If the pilot makes a mistake, the anime sequence shows the Cobra helicopter blown up and the player loses a life. If all lives are lost, the "Game Over" screen shows the Cobra in smoldering ruins and its pilot is presumably dead from the crash.

== Development ==
Kunio-kun and Double Dragon series creator Yoshihisa Kishimoto designed an entirely new game, Cobra Command, using Data East's Bega's Battle hardware. Kishimoto would work later on Road Blaster/Road Avenger, made with the same arcade technology.
As the Double Dragon saga was made after those LaserDisc arcades, we can see the LX3 chopper from Cobra Command/Thunder Storm at the beginning of Double Dragon 2, and at some point in the gameplay of Road Blaster/Road Avenger arcade as a nice homage, made by his creator.

Cobra Command was developed by Data East in co-operation with Toei Animation. It was first published in Japan in 1984 as Thunder Storm, then released later the same year in North America as Cobra Command.

== Reception ==

In Japan, Game Machine listed Thunder Storm as the most successful upright/cockpit arcade unit of May 1984. It remained at the top of Japan's upright/cockpit arcade cabinet charts from June to August 1984.

In North America, Cobra Command was released as an arcade conversion kit for the previously unsuccessful Bega's Battle. Cobra Command was more successful, becoming one of the more successful laserdisc games in 1984. In the United States, Cobra Command topped the Play Meter laserdisc arcade charts from October to November 1984. However, it was not able to achieve mass appeal due to the laserdisc market being in decline at the time.

Roger C. Sharpe of Play Meter called the arcade game one of the few "shining lights" in the laserdisc arcade market of 1984. They said it "brought the technology another small step closer to where it will ultimately go in the future."

Reviewing the Sega CD version in Wizard magazine, Glenn Rubenstein praised the high number of levels and unique interface.

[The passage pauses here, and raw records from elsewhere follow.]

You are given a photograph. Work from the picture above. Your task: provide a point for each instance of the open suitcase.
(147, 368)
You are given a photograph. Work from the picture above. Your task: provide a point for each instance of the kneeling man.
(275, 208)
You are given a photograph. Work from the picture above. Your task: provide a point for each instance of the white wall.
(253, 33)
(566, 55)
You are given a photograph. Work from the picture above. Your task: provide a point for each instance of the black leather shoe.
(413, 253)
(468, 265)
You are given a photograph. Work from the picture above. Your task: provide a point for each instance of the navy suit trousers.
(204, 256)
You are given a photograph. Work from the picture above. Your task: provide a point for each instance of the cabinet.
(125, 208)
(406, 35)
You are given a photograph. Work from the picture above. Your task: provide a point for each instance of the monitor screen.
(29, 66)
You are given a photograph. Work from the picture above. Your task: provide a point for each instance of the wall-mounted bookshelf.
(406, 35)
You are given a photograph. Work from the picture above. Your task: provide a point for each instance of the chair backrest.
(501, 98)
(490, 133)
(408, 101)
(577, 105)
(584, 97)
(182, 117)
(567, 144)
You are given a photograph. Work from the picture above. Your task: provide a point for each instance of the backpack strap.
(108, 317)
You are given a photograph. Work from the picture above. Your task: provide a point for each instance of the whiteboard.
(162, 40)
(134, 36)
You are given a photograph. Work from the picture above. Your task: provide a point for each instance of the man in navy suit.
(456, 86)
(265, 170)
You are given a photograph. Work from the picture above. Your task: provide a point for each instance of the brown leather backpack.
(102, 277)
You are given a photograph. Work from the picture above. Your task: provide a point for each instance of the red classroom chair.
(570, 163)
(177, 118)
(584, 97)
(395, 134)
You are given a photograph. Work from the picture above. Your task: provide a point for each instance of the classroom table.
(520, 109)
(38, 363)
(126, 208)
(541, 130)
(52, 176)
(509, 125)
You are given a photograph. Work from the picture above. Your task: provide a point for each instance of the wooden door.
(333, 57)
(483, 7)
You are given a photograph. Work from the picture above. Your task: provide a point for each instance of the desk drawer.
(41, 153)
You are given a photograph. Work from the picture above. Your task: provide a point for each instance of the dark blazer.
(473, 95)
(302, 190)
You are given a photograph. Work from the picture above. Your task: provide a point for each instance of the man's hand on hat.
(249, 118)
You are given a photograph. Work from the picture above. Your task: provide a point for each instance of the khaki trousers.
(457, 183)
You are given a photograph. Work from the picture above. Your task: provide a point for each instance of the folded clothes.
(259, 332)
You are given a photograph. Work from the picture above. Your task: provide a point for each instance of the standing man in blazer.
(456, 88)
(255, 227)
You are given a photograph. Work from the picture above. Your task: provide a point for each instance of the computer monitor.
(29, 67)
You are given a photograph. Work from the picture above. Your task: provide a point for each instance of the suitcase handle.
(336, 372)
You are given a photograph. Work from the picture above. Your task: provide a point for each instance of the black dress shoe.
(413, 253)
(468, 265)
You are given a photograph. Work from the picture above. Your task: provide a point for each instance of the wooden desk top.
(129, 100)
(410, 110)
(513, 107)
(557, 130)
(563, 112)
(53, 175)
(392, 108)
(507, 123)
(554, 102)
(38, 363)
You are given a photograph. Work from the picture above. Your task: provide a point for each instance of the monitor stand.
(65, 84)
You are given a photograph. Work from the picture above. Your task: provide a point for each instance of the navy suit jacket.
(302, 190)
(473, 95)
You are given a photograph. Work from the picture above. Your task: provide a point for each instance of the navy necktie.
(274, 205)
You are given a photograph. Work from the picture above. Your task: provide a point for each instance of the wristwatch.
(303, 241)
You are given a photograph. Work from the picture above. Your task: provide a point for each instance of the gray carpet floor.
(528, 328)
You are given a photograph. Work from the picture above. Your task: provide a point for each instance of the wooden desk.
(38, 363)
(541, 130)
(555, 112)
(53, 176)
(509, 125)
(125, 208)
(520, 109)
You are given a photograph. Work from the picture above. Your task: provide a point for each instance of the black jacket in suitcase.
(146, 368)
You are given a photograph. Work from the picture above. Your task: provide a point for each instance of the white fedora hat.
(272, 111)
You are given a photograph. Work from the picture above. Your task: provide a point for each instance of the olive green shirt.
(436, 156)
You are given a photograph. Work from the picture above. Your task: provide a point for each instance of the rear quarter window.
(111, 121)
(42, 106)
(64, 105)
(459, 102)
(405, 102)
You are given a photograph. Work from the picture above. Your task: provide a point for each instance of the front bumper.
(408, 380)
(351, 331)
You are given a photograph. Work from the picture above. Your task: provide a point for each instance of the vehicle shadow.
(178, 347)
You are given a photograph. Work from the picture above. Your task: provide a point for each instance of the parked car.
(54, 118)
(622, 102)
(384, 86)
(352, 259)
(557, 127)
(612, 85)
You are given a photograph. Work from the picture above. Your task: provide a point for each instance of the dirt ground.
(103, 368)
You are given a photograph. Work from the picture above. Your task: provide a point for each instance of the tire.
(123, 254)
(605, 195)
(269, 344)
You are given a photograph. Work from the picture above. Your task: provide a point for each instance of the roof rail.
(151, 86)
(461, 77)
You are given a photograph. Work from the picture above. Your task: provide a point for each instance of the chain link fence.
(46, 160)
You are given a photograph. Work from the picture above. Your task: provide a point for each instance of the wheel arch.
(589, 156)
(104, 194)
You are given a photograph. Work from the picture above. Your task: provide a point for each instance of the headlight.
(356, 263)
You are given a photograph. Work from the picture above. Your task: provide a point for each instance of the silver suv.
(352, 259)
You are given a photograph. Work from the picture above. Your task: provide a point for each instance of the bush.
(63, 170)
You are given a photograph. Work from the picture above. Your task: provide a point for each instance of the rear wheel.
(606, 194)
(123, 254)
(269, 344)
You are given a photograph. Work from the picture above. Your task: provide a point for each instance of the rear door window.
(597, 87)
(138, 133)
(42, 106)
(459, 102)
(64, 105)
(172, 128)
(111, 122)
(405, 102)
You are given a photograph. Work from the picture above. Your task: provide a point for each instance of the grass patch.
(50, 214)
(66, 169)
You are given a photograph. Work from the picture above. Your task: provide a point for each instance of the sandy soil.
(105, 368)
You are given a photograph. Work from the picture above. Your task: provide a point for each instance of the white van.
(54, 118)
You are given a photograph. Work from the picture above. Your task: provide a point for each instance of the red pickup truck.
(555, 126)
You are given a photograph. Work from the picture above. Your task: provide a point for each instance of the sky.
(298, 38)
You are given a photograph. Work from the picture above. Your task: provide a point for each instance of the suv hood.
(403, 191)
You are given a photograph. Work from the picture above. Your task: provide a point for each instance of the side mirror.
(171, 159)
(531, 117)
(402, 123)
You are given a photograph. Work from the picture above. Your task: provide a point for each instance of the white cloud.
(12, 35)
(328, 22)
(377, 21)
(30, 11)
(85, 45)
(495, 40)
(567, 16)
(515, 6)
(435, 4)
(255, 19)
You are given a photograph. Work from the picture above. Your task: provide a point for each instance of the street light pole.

He gave the game a B−.

On release, Famicom Tsūshin scored the Sega Saturn version of the game 25 out of 40 and the PlayStation version 23 out of 40.

Review score
| Publication | Score |
|---|---|
| Electronic Gaming Monthly | 8/10, 7/10, 7/10, 7/10 (SCD) |

== Legacy ==
Data East released a second game titled Cobra Command in 1988. Unlike the 1984 version, it is a side-scrolling shoot-'em-up.

The Cobra helicopter has a brief cameo in the garage of the Dragon Brothers as they depart in Double Dragon II: The Revenge.

The original Cobra Command was re-released in Japan for the PlayStation and Sega Saturn in 1995 in a two-in-one compilation with Road Blaster, another FMV game produced by the same team.

In November 2009, Revolutionary Concepts developed and published an enhanced iOS version of the original arcade game.

In April 2010, G-Mode released an official port for Windows and Sharp X68030 computers. This product was only available for the Japanese market.